Snowpack totals? It’s all part of March Madness

Hammered by this month’s snowstorms, Summit and Grand counties provide a big boost to our water supply.

March 24, 2016 | By: Jay Adams

March in the Colorado Rockies can be as wild as a half-court buzzer beater in the NCAA Basketball Tournament.

The first week of the month was dry and unseasonably warm. The second week brought a bounty of snow, and some parts of Summit and Grand counties picked up more than 30 inches. Week three saw 70-degree temperatures in Denver, followed by a blizzard and more heavy snow in the mountains.

Call it our own version of March Madness.

That kind of volatile spring weather is why Denver Water’s planning team remains cautious about predicting the snowpack yield until mid-to late-April. “Weather in March is like the basketball tournament,” said Nathan Elder, water resource engineer. “We really don’t know what we’re going to get every year.”

The frozen Snake River east of Keystone is one of Dillon Reservoir's three main tributaries.
The frozen Snake River east of Keystone is one of Dillon Reservoir’s three main tributaries.

The latest storm delivered impressive snow totals at Denver Water locations. Gross Reservoir in Boulder County picked up 20 inches of wet snow, which contained 2.13 inches of water. Strontia Springs Reservoir in Waterton Canyon received 13 inches of snow with 1.43 inches of water and Cheesman Reservoir in Douglas County received 10.5 inches of snow with 1.07 inches of water content.

Mountain snow provides 80 percent of Denver Water’s water supply (rain accounts for the rest), and March and April alone produce an average of 25 percent of the collection system’s annual precipitation.

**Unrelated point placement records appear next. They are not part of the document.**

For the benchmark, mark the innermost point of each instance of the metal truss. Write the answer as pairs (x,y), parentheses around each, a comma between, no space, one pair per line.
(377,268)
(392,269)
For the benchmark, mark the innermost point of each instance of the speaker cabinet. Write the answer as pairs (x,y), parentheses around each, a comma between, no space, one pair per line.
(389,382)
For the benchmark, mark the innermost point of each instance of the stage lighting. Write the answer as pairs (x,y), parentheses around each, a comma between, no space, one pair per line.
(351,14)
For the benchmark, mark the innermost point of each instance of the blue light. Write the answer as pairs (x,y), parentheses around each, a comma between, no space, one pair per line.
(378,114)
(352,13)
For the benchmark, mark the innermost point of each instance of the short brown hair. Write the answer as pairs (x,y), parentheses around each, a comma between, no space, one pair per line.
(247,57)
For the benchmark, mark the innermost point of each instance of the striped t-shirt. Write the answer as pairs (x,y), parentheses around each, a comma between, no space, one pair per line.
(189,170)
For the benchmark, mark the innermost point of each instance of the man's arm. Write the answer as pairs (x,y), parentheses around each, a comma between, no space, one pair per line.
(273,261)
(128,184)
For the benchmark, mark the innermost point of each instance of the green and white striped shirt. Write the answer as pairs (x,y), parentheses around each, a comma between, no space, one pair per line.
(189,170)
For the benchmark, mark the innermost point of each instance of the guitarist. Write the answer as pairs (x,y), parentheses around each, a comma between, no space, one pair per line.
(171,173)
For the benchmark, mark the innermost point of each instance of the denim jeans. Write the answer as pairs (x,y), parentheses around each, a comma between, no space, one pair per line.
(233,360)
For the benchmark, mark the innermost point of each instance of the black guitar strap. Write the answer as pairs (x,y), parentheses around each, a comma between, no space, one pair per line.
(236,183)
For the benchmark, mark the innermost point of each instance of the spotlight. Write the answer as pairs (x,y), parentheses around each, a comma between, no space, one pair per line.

“The snow we’ve been getting over the past two weeks has been really good for the mountain snowpack,” said Elder. “We’ve definitely seen a nice spike upward on the charts this month.”

It certainly didn’t look that way earlier this year. “Across most of February and early March we had warm temps and dry conditions and melted quite a bit of snow,” said John Blackwell, Dillon Reservoir operations manager. “But now winter’s back, which is creating a bit of madness here in Summit County.”

Snowpack — in the areas of the Upper Colorado and South Platte River basins where Denver Water captures its snow — was above normal in December and January, below normal in February and then back above normal in late-March.

Colorado River March 24 snowpack

SP March 24 snowpackOn March 14, snowpack in the Colorado River basin stood at 100 percent of normal and snowpack in the South Platte River basin was 95 percent of normal. After two weeks of snow, the two basins shot up to 109 and 107 percent respectively, on March 24.

March and April are critical months for deciding whether the year’s snow totals will produce a championship season of water, or merely play runner-up to previous years.

While this year’s snowpack is looking good, it will likely fall short of the all-time championship seasons in Denver Water’s collection areas. Snowpack peaked at 166 percent of normal in the Colorado River basin in 1984 and an incredible 203 percent of normal in the South Platte basin in 1997.

Dillon Reservoir in Summit County stood at 93 percent full on March 21, 2016. The historic median for this time of year is 87 percent.
Dillon Reservoir in Summit County stood at 93 percent full on March 21, 2016. The historic median for this time of year is 87 percent.

Even in an average snow year, it’s common to see ups and downs on the snowpack charts. “Some years you’re constantly hit by small storms, other times you get nailed with one huge storm like we did in the spring of 2003,” Elder said.

Denver Water’s reservoir levels are above average for this time of year, and Blackwell hopes more snow this spring will fill Dillon Reservoir this summer. “We’re still cautious, we’re optimistic, and the next couple weeks are critical,” he said.

With more snow in the forecast for the last week of March and the National Weather Service’s Climate Prediction Center showing a 40 percent chance of above-average precipitation for most of Colorado in April, the rest of the snow season is looking good. “We’re getting there,” Elder said. “We can’t say we’re good yet, but we are heading in that direction.”